C.E. 29 Novembre 2002

Ne commet aucune erreur de droit la cour administrative d’appel qui juge que la mise en demeure adressée à un propriétaire qui utilise sans autorisation à des fins professionnelles un local d’habitation de revenir à l’affectation d’habitation antérieure n’a pas à être motivée en application de l’article 1er de la loi du 11 juillet 1979.

Note de M. Patrice CORNILLE :

On sait que l’article L. 631-7 du Code de la construction et de l’habitation subordonne dans de nombreuses communes, et surtout à Paris, le changement d’affectation d’un logement notamment en vue de l’utiliser à des fins professionnelles à une autorisation préalable de la préfecture.

Après s’être vu notifier un refus d’autorisation en 1993, le propriétaire d’un logement qui l’utilisait à des fins professionnelles avait reçu en 1997 une mise en demeure de la rendre à usage d’habitation.

Il critiquait très tardivement le refus d’autorisation de la préfecture en se prévalant notamment de ce que la mise en demeure qu’il avait reçue de restituer le local à son usage antérieur n’était pas motivée au regard de la loi du 11 juillet 1979 sur la motivation des actes administratifs ; il ajoutait qu’il n’avait pas été mis en demeure de présenter ses observations écrites.

Le Conseil d’Etat, par le présent arrêt qui sera publié aux Tables du Recueil, rejette le moyen invoqué.

Selon l’article L. 631-7, la « dérogation », c’est-à-dire l’autorisation de changement d’affectation, doit être « préalable et motivée ».

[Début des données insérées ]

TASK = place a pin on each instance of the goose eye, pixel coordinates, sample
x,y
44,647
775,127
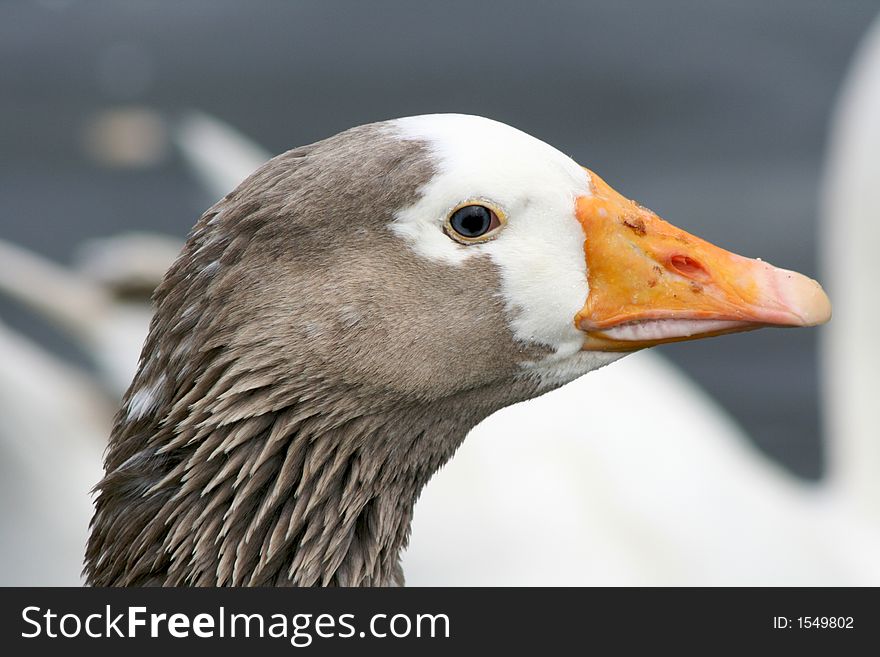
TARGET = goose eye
x,y
471,222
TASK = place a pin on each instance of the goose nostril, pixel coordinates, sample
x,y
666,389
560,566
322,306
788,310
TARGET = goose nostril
x,y
689,267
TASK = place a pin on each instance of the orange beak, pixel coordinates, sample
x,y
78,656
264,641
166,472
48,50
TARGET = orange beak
x,y
651,282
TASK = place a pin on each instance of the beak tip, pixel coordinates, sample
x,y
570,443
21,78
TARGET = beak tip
x,y
805,298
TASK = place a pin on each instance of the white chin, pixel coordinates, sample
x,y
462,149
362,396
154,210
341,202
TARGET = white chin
x,y
665,329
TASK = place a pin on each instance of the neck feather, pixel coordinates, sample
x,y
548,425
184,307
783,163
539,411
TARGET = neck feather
x,y
294,496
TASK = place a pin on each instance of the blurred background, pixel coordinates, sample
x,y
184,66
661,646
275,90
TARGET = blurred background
x,y
714,114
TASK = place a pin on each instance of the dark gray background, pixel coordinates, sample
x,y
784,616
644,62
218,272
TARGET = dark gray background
x,y
713,114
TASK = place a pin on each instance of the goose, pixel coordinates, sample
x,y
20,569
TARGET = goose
x,y
336,324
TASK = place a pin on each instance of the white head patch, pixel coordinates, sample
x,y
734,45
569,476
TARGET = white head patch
x,y
539,253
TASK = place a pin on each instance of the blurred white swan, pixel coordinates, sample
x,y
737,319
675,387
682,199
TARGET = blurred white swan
x,y
635,502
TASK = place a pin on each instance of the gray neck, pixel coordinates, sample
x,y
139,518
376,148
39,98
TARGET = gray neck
x,y
281,498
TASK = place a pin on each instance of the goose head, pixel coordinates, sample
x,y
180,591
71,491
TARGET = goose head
x,y
336,324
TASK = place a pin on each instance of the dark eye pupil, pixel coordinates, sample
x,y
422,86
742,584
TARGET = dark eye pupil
x,y
471,220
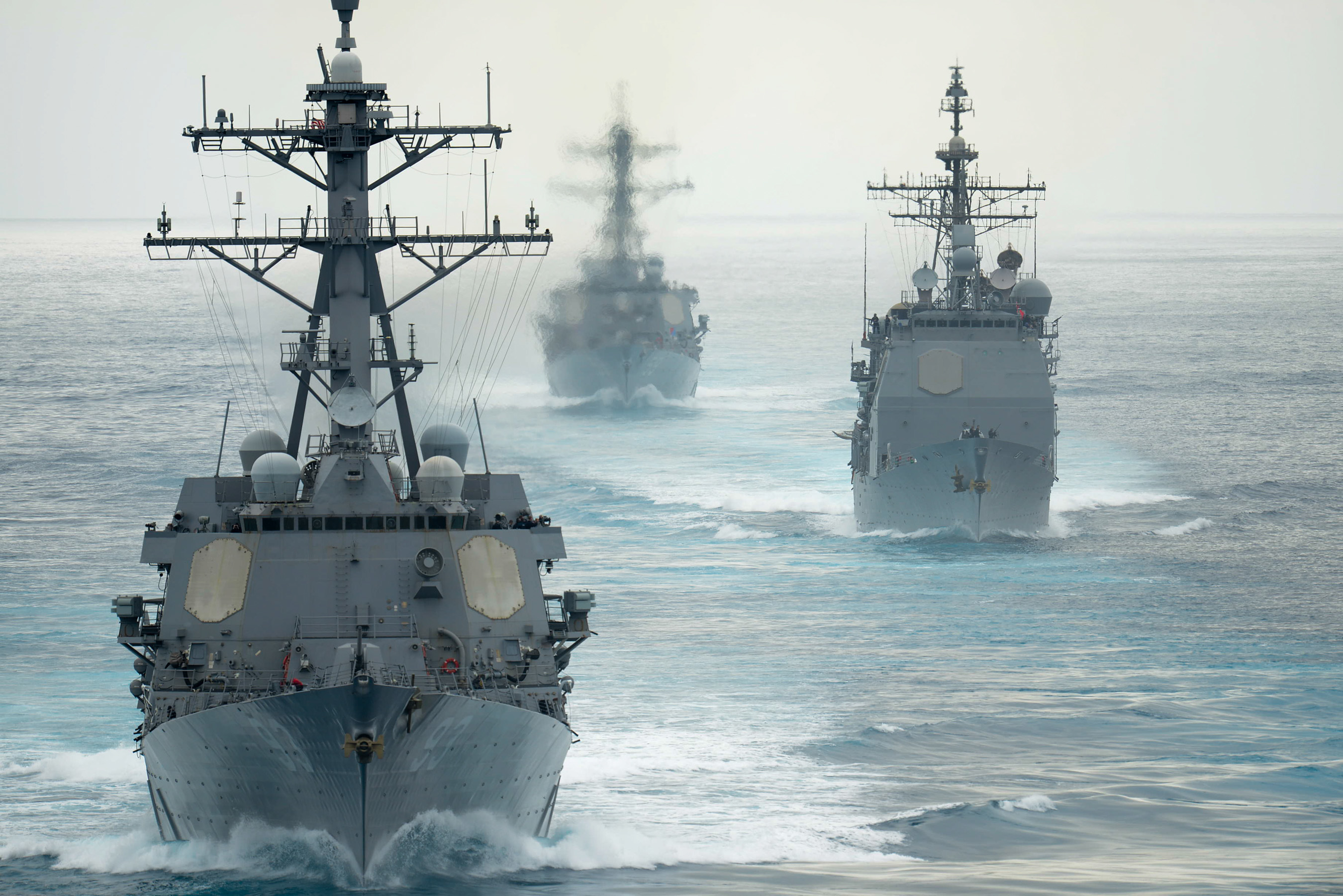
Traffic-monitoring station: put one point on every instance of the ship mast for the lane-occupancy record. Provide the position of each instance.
(339, 351)
(958, 207)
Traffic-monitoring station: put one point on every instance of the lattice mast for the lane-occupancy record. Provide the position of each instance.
(339, 350)
(960, 206)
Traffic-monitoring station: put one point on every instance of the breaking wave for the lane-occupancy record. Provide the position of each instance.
(118, 765)
(734, 533)
(437, 844)
(1185, 529)
(254, 851)
(1094, 499)
(1035, 803)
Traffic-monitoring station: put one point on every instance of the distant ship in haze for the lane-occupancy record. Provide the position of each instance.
(622, 327)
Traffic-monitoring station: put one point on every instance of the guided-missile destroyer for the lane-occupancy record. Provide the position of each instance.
(956, 424)
(622, 327)
(342, 642)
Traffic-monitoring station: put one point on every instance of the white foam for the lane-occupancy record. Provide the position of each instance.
(1033, 803)
(1185, 529)
(774, 502)
(734, 533)
(1065, 502)
(482, 845)
(254, 849)
(118, 765)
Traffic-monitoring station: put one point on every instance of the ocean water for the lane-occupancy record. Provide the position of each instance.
(1144, 699)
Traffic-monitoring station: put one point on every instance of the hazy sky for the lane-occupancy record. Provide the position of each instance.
(779, 108)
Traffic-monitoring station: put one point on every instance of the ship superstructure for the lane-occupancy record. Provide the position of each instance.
(622, 326)
(956, 424)
(343, 642)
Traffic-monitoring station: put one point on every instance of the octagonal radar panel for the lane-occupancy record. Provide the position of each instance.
(926, 278)
(352, 406)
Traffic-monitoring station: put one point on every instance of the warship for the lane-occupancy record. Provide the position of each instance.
(342, 642)
(622, 327)
(956, 425)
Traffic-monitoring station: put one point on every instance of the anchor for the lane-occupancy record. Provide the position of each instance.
(363, 746)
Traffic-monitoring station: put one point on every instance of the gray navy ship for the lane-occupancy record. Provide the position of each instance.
(622, 327)
(956, 424)
(342, 642)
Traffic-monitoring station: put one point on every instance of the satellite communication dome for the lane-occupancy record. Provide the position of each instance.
(440, 480)
(446, 440)
(257, 444)
(276, 477)
(1004, 278)
(347, 69)
(926, 278)
(964, 261)
(1033, 296)
(1009, 259)
(352, 406)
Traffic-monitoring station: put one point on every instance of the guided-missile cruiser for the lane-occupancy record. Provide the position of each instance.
(347, 636)
(956, 425)
(622, 327)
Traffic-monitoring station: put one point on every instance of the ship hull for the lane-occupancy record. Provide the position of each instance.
(625, 370)
(283, 761)
(1005, 488)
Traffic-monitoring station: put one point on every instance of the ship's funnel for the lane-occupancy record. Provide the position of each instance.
(257, 444)
(446, 440)
(440, 480)
(963, 263)
(276, 477)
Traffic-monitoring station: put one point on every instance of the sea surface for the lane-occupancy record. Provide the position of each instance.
(1144, 699)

En revanche on aurait pu soutenir que le refus d’autorisation ou dérogation n’a pas à être motivé, puisqu’il exprime le principe d’interdiction des changements d’affectation contrôlés (CE, 15 mars 1963 – Circ. 28 sept. 1987 : JO 20 oct. 1987).

Mais ce serait oublier que cette solution a été infirmée par le Tribunal administratif de Paris, le 9 janvier 1992.

Depuis, le Conseil d’Etat sanctionne l’obligation de motiver les refus de dérogations, tout en renvoyant aux juges administratifs du fond l’appréciation de la qualité des motifs (CE, 23 oct. 1998 – 15 déc. 2000).

Pour la Cour administrative d’appel de Paris (1re ch., 17 sept. 1998), une motivation est suffisante en ces termes : « il est constaté un déséquilibre entre l’emploi et le logement au détriment de ce dernier » (dans le sixième arrondissement de Paris), sans autre précision.

On retiendra par conséquent que si l’arrêté préfectoral de refus de changement d’affectation des locaux doit incontestablement être motivé en application de l’article 1er de la loi du 11 juillet 1979, en ce qu’il refuse une autorisation individuelle, la mise en demeure qui en est la suite échappe à l’obligation de motiver.